Joshua Begehr is FIFA World Champion 2009 and has won pretty much all tournaments that are important in eSport. Today, the 32-year-old coaches the coaches of virtual Bundesliga clubs, looks after up-and-coming talent and supports international eSports clubs. If anyone can judge how sporty the trend is, he can.
 
Joshua, what makes a good gamer?
In order to stand out from the mass of players, I have to do more than just play for hours. There's a FIFA tournament, for example, where 20 million gamers try to qualify from home. The first step is to structure myself. Real training is a challenge for many. FIFA has two or three two-hour sessions that have to be accommodated alongside school or studies.
 
Is real training something different than playing, playing and playing again?

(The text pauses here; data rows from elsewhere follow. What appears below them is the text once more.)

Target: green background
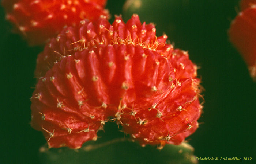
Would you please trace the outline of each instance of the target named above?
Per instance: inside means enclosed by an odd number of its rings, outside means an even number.
[[[112,15],[122,13],[124,1],[108,1]],[[188,51],[200,67],[204,112],[199,128],[187,140],[195,155],[255,160],[256,83],[227,34],[238,1],[187,0],[171,5],[172,1],[166,1],[148,4],[155,9],[141,20],[172,22],[170,26],[156,23],[158,36],[166,32],[175,47]],[[35,85],[37,55],[42,48],[28,46],[11,29],[0,8],[0,163],[36,163],[39,148],[46,141],[41,132],[30,126],[29,98]]]

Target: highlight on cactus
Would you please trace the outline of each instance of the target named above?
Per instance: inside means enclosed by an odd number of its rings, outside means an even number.
[[[37,60],[32,126],[50,147],[77,148],[114,122],[142,145],[179,144],[202,106],[197,66],[134,14],[64,29]]]
[[[31,45],[45,43],[63,27],[75,26],[80,20],[109,17],[106,0],[3,0],[6,18]]]
[[[228,34],[256,81],[256,1],[242,0],[240,5],[242,10],[232,22]]]

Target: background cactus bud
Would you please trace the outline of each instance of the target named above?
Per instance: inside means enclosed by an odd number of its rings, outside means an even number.
[[[242,1],[241,4],[242,8],[247,7],[232,21],[229,38],[247,64],[251,77],[256,80],[256,1]]]
[[[178,144],[195,130],[202,107],[196,66],[155,31],[136,15],[112,25],[100,18],[46,45],[37,60],[42,76],[32,124],[50,146],[79,147],[110,121],[142,145]]]
[[[106,0],[4,0],[6,19],[29,44],[44,43],[65,26],[75,26],[81,20],[109,17]]]

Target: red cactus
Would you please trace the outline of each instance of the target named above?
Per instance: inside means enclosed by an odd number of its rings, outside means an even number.
[[[97,20],[102,15],[106,0],[3,0],[6,19],[31,45],[43,43],[65,26],[76,26],[84,19]]]
[[[240,1],[240,9],[244,9],[256,4],[256,0],[242,0]]]
[[[256,79],[255,4],[241,12],[236,17],[231,24],[229,34],[230,41],[242,55],[248,65],[251,76]]]
[[[33,127],[54,147],[79,148],[108,121],[142,145],[180,143],[197,127],[200,80],[167,38],[136,15],[65,28],[38,56]]]

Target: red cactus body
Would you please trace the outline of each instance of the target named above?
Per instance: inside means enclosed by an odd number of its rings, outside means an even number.
[[[136,15],[126,24],[101,18],[48,43],[38,55],[31,109],[32,126],[50,146],[80,147],[108,121],[142,145],[179,144],[196,130],[196,66],[155,30]]]
[[[15,31],[31,45],[44,43],[65,26],[76,26],[81,20],[109,17],[104,9],[106,0],[3,0],[6,19]]]
[[[229,34],[248,64],[251,76],[256,79],[256,4],[239,13],[232,22]]]

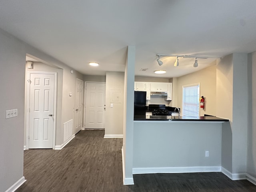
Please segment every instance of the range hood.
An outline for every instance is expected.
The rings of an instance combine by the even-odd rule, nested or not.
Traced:
[[[150,92],[150,95],[159,95],[161,96],[167,96],[167,92],[151,91]]]

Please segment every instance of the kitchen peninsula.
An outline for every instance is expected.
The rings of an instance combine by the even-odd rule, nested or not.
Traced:
[[[228,119],[152,116],[134,116],[133,174],[221,171],[222,131],[230,129]]]

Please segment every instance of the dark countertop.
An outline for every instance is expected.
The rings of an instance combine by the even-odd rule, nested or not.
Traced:
[[[228,119],[223,119],[214,116],[150,116],[146,118],[145,116],[135,116],[134,120],[138,121],[229,121]]]

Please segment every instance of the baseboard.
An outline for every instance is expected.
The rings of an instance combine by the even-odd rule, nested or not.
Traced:
[[[125,178],[125,169],[124,168],[124,150],[122,148],[122,161],[123,165],[123,182],[124,185],[134,185],[134,183],[133,181],[133,178]]]
[[[256,185],[256,178],[253,177],[251,175],[246,173],[246,179],[250,181],[252,184]]]
[[[104,135],[104,138],[122,138],[124,135]]]
[[[233,181],[235,180],[246,179],[246,173],[232,173],[230,171],[222,167],[221,168],[221,172]]]
[[[21,186],[21,185],[26,182],[26,180],[25,179],[25,177],[23,176],[17,181],[13,185],[9,187],[5,192],[14,192],[17,190],[19,187]]]
[[[220,166],[194,166],[177,167],[150,167],[133,168],[133,174],[148,173],[181,173],[201,172],[220,172]]]
[[[60,150],[62,149],[67,144],[70,142],[70,141],[75,138],[75,134],[74,134],[68,140],[61,145],[56,145],[54,149],[55,150]]]

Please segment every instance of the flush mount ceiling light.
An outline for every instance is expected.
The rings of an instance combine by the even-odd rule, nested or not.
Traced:
[[[91,66],[94,66],[95,67],[99,65],[99,64],[96,62],[90,62],[89,63],[89,64]]]
[[[162,74],[163,73],[166,73],[166,71],[165,70],[157,70],[154,72],[155,73],[157,73],[158,74]]]
[[[197,67],[198,66],[198,63],[197,62],[197,59],[196,59],[196,58],[195,58],[195,62],[194,63],[193,66],[194,67]]]
[[[174,63],[174,66],[175,67],[178,67],[179,66],[179,57],[178,56],[176,58],[176,60]]]
[[[195,62],[193,64],[194,67],[197,67],[198,66],[198,64],[197,62],[197,59],[207,59],[208,57],[204,56],[198,56],[195,55],[163,55],[162,54],[157,54],[157,56],[158,57],[158,59],[156,60],[158,63],[159,65],[162,65],[163,64],[163,62],[159,60],[159,58],[160,56],[165,57],[176,57],[176,61],[174,63],[174,66],[176,67],[179,66],[179,57],[182,57],[182,58],[194,58],[195,59]]]
[[[156,60],[156,61],[157,61],[157,62],[158,63],[158,65],[161,66],[163,64],[163,63],[162,61],[159,60],[159,59],[160,58],[160,55],[158,55],[158,58]]]

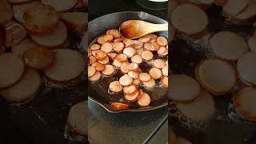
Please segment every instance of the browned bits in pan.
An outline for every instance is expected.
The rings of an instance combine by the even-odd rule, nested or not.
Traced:
[[[138,101],[140,106],[148,106],[150,97],[138,87],[143,86],[144,89],[152,90],[156,81],[162,83],[162,87],[168,86],[168,61],[154,59],[155,54],[159,58],[168,54],[167,44],[166,38],[153,34],[131,40],[122,38],[118,30],[109,30],[97,38],[97,43],[90,46],[89,80],[99,80],[101,74],[112,76],[117,68],[123,75],[118,81],[110,83],[109,90],[113,94],[123,91],[126,101]],[[140,68],[144,65],[143,60],[152,64],[152,68],[146,72]],[[128,105],[121,102],[112,102],[111,106],[116,110],[128,109]]]
[[[110,90],[115,93],[119,93],[122,90],[122,86],[120,84],[119,81],[114,81],[110,84]]]

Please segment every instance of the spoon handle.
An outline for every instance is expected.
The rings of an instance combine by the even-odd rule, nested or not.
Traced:
[[[154,24],[154,32],[168,31],[168,22],[164,24]]]

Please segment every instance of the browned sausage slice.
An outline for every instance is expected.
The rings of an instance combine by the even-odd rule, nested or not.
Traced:
[[[25,28],[18,22],[9,21],[5,23],[4,26],[6,30],[6,46],[7,47],[19,43],[26,36]]]
[[[54,62],[44,73],[52,81],[67,82],[81,76],[85,65],[84,57],[78,51],[58,49]]]
[[[143,82],[143,84],[146,87],[151,89],[155,86],[155,81],[154,78],[150,78],[148,82]]]
[[[114,81],[110,84],[110,90],[115,93],[119,93],[122,90],[122,86],[120,84],[119,81]]]
[[[119,79],[119,82],[122,86],[129,86],[133,82],[133,78],[130,78],[128,74],[122,76]]]
[[[57,28],[53,30],[50,34],[46,35],[38,35],[30,34],[30,37],[33,41],[38,44],[47,46],[47,47],[55,47],[62,46],[65,43],[68,36],[67,29],[65,24],[59,22]]]
[[[154,61],[154,66],[156,68],[162,69],[166,66],[166,62],[162,59],[156,59]]]
[[[14,86],[0,92],[10,102],[22,102],[31,98],[40,88],[41,77],[37,70],[27,69],[22,79]]]
[[[134,79],[138,78],[138,73],[135,71],[129,71],[128,75]]]
[[[164,87],[168,88],[168,77],[162,77],[161,78],[161,83],[163,85]]]
[[[119,54],[118,55],[117,55],[117,57],[115,58],[118,61],[119,61],[120,62],[127,62],[128,61],[127,55],[126,55],[124,54]]]
[[[137,90],[137,87],[134,85],[130,85],[123,87],[123,92],[126,94],[134,94]]]
[[[141,83],[141,80],[139,78],[134,79],[134,81],[133,81],[133,84],[135,85],[135,86],[138,86],[140,83]]]
[[[148,42],[150,40],[150,37],[144,36],[142,38],[138,38],[138,40],[143,43]]]
[[[154,51],[155,48],[151,43],[145,43],[144,47],[146,50]]]
[[[136,90],[136,93],[133,94],[125,94],[125,98],[127,101],[135,102],[139,98],[139,91]]]
[[[101,50],[104,51],[105,53],[110,53],[112,50],[113,48],[110,43],[104,43],[101,47]]]
[[[157,38],[157,42],[158,45],[162,46],[165,46],[168,44],[168,41],[166,38],[164,37],[158,37]]]
[[[96,82],[101,78],[102,74],[99,71],[97,71],[94,75],[89,78],[89,81]]]
[[[162,77],[161,70],[153,67],[150,70],[150,74],[154,79],[159,79]]]
[[[88,66],[88,77],[92,77],[96,73],[96,69],[94,66]]]
[[[91,50],[97,50],[101,49],[101,46],[94,43],[94,44],[93,44],[93,45],[90,47],[90,49]]]
[[[117,67],[121,67],[122,63],[119,61],[118,61],[117,59],[114,59],[113,62],[113,65]]]
[[[124,74],[127,74],[129,72],[129,65],[130,63],[129,62],[123,62],[122,65],[121,65],[121,71]]]
[[[162,75],[168,77],[168,66],[165,66],[162,69]]]
[[[116,54],[116,53],[107,53],[106,55],[109,56],[111,60],[114,60],[115,58],[115,57],[118,55],[118,54]]]
[[[122,53],[126,54],[128,58],[132,58],[136,54],[136,50],[132,47],[126,47]]]
[[[46,5],[38,5],[27,9],[22,18],[24,26],[30,34],[50,34],[53,30],[56,31],[58,23],[63,24],[59,22],[55,10]],[[56,38],[52,39],[54,40],[56,40]]]
[[[102,74],[106,76],[110,76],[114,74],[115,69],[112,65],[105,65],[105,70],[102,71]]]
[[[139,74],[138,78],[142,82],[148,82],[151,78],[150,75],[147,73]]]
[[[98,60],[98,63],[101,63],[101,64],[103,64],[103,65],[106,65],[106,64],[108,64],[109,62],[110,62],[110,58],[108,56],[105,57],[104,59],[102,59],[102,60]]]
[[[111,106],[116,110],[126,110],[129,108],[129,105],[121,102],[112,102]]]
[[[106,54],[102,50],[97,50],[94,54],[93,53],[93,55],[94,55],[98,60],[102,60],[106,57]]]
[[[122,42],[116,42],[113,44],[113,50],[117,53],[120,53],[125,48],[125,44]]]
[[[101,64],[101,63],[98,63],[95,66],[95,69],[96,69],[97,71],[103,71],[105,70],[105,65]]]
[[[144,50],[142,54],[142,57],[143,59],[150,61],[153,58],[153,54],[150,50]]]

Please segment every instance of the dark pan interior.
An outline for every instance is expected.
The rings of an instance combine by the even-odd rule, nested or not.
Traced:
[[[166,21],[159,18],[158,17],[148,14],[144,12],[118,12],[113,13],[102,16],[89,22],[88,26],[88,37],[89,43],[94,42],[94,40],[98,36],[102,35],[109,29],[118,29],[118,26],[125,21],[130,19],[140,19],[152,23],[166,23]],[[167,32],[157,33],[156,34],[166,37],[168,38]],[[154,57],[157,58],[155,55]],[[167,58],[164,58],[166,59]],[[150,68],[148,64],[143,62],[141,66],[142,70],[148,72]],[[154,110],[157,108],[167,106],[167,89],[160,88],[156,86],[154,90],[146,90],[143,91],[148,93],[151,96],[151,102],[150,106],[141,108],[137,102],[128,102],[124,99],[123,94],[110,94],[108,93],[108,86],[110,82],[118,80],[119,78],[123,75],[120,70],[117,70],[117,73],[107,78],[102,78],[100,81],[89,84],[89,98],[102,106],[108,111],[110,112],[120,112],[120,111],[145,111]],[[156,85],[158,86],[158,81],[156,82]],[[129,109],[126,110],[115,110],[110,107],[110,102],[122,102],[129,104]]]

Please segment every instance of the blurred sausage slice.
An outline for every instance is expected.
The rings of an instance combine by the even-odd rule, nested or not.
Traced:
[[[21,58],[7,53],[0,55],[0,89],[4,89],[22,78],[25,66]]]
[[[195,75],[201,86],[214,95],[230,93],[237,82],[233,66],[217,58],[206,59],[199,63]]]
[[[14,86],[2,90],[0,94],[9,102],[22,102],[34,96],[41,86],[38,71],[26,69],[22,79]]]
[[[142,95],[138,100],[138,104],[141,106],[148,106],[150,103],[150,97],[146,93],[143,93]]]
[[[66,26],[74,32],[83,34],[88,22],[88,14],[84,12],[66,12],[59,14]]]
[[[223,6],[223,12],[227,16],[234,17],[242,12],[249,3],[250,0],[228,0]]]
[[[114,81],[110,82],[109,88],[113,92],[119,93],[122,90],[123,87],[120,84],[119,81]]]
[[[153,67],[150,70],[150,74],[154,79],[159,79],[162,77],[161,70]]]
[[[168,77],[168,66],[165,66],[162,69],[162,75]]]
[[[125,48],[125,44],[122,42],[116,42],[113,44],[113,50],[117,53],[121,53]]]
[[[121,65],[121,71],[124,74],[127,74],[129,72],[129,65],[130,63],[129,62],[123,62],[122,65]]]
[[[33,41],[46,47],[56,47],[62,46],[67,38],[67,30],[65,24],[59,22],[57,28],[46,35],[37,35],[30,34]]]
[[[22,58],[24,51],[30,48],[38,46],[30,38],[26,38],[17,45],[12,46],[11,50],[14,54]]]
[[[122,86],[129,86],[133,82],[133,78],[130,78],[128,74],[122,76],[119,79],[119,82]]]
[[[45,5],[27,9],[22,20],[22,24],[30,34],[40,35],[55,31],[59,23],[58,13],[53,7]]]
[[[102,71],[102,74],[106,76],[110,76],[114,74],[115,69],[112,65],[105,65],[105,70]]]
[[[249,50],[242,37],[229,31],[215,34],[210,42],[215,56],[226,60],[237,60]]]
[[[54,62],[44,70],[46,77],[60,82],[67,82],[78,78],[85,66],[83,56],[77,50],[68,49],[58,49],[56,52]]]
[[[5,30],[6,46],[7,47],[13,46],[19,43],[27,34],[23,26],[14,21],[9,21],[5,23]]]
[[[95,69],[97,71],[103,71],[105,70],[105,65],[98,63],[96,65]]]
[[[0,1],[0,25],[11,20],[14,12],[11,5],[6,0]]]
[[[123,87],[123,92],[126,94],[134,94],[137,90],[137,87],[134,85],[130,85]]]

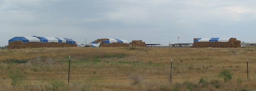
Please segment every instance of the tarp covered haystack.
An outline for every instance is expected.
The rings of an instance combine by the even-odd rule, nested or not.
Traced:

Of course it is. Professional gamers take a ten-minute break after each 15-minute game. During this time they get up, talk to each other and leave their cell phones on. Unlike strategy games, it's important not to overplay yourself - that would make it uncreative. So every morning I set myself a goal for the day. It's about topics like: "What formation do I play with and how do I play?", "What is my defensive and offensive behavior?" and "What weaknesses do I need to work on?". All these questions are evaluated by coaches and analysts. Every game of a professional player is recorded.
 
But first I have to make it into an e-club. How do I do that?
As soon as a player notices that he always wins against his friends as well as against online opponents, he can apply to the clubs themselves or to us, the eSportsReputation (editor's note: www.esports-reputation.com). But we also scan the virtual rankings and see which players are at the top. Or we go to regional championships that take place offline and are organized by the respective city or eBundeslisten, for example.
 
Sounds like the eSport is going in big circles.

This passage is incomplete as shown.